In chainer, how to early stop iteration using chainer.training.Trainer?


I am using chainer framework(Deep learning), suppose I have to stop iteration once two iteration's target function value's gap is little: f - old_f < eps. but chainer.training.Trainer's stop_trigger is (args.epoch, 'epoch') tuple. how to trigger early stop?


Solution

  • I implemented EarlyStoppingTrigger example according to @Seiya Tokui's answer, based on your situation.

    from chainer import reporter
    from chainer.training import util
    
    class EarlyStoppingTrigger(object):
    
    """Early stopping trigger
    
    It observes the value specified by `key`, and invoke a trigger only when 
    observing value satisfies the `stop_condition`.
    The trigger may be used to `stop_trigger` option of Trainer module for
    early stopping the training.
    Args:
        max_epoch (int or float): Max epoch for the training, even if the value 
            is not reached to the condition specified by `stop_condition`,
            finish the training if it reaches to `max_epoch` epoch.
        key (str): Key of value to be observe for `stop_condition`.
        stop_condition (callable): To check the previous value and current value
            to decide early stop timing.
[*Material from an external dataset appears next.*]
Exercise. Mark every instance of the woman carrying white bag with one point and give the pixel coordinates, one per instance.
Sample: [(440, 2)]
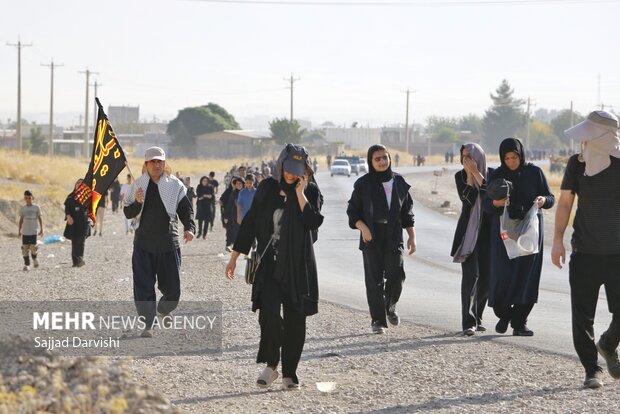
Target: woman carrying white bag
[(513, 284)]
Default value is `None`, in that case
            internal `_stop_condition` method is used.
        eps (float): It is used by the internal `_stop_condition`.
        trigger: Trigger that decides the comparison interval between previous
            best value and current value. This must be a tuple in the form of
            ``<int>, 'epoch'`` or ``<int>, 'iteration'`` which is passed to
            :class:`~chainer.training.triggers.IntervalTrigger`.
    """
    
    def __init__(self, max_epoch, key, stop_condition=None, eps=0.01,
                 trigger=(1, 'epoch')):
        self.max_epoch = max_epoch
        self.eps = eps
        self._key = key
        self._current_value = None
        self._interval_trigger = util.get_trigger(trigger)
        self._init_summary()
        self.stop_condition = stop_condition or self._stop_condition
    
    def __call__(self, trainer):
        """Decides whether the extension should be called on this iteration.
        Args:
            trainer (~chainer.training.Trainer): Trainer object that this
                trigger is associated with. The ``observation`` of this trainer
                is used to determine if the trigger should fire.
        Returns:
            bool: ``True`` if the corresponding extension should be invoked in
                this iteration.
        """
    
        epoch_detail = trainer.updater.epoch_detail
        if self.max_epoch <= epoch_detail:
            print('Reached to max_epoch.')
            return True
    
        observation = trainer.observation
        summary = self._summary
        key = self._key
        if key in observation:
            summary.add({key: observation[key]})
    
        if not self._interval_trigger(trainer):
            return False
    
        stats = summary.compute_mean()
        value = float(stats[key])  # copy to CPU
        self._init_summary()
    
        if self._current_value is None:
            self._current_value = value
            return False
        else:
            if self.stop_condition(self._current_value, value):
                # print('Previous value {}, Current value {}'
                #       .format(self._current_value, value))
                print('Invoke EarlyStoppingTrigger...')
                self._current_value = value
                return True
            else:
                self._current_value = value
                return False
    
    def _init_summary(self):
        self._summary = reporter.DictSummary()
    
    def _stop_condition(self, current_value, new_value):
        return current_value - new_value < self.eps
    

    Usage: You can pass it to the stop_trigger option of trainer,

    early_stop = EarlyStoppingTrigger(args.epoch, key='validation/main/loss', eps=0.01)
    trainer = training.Trainer(updater, stop_trigger=early_stop, out=args.out)
    

    See the this gist for whole working example code.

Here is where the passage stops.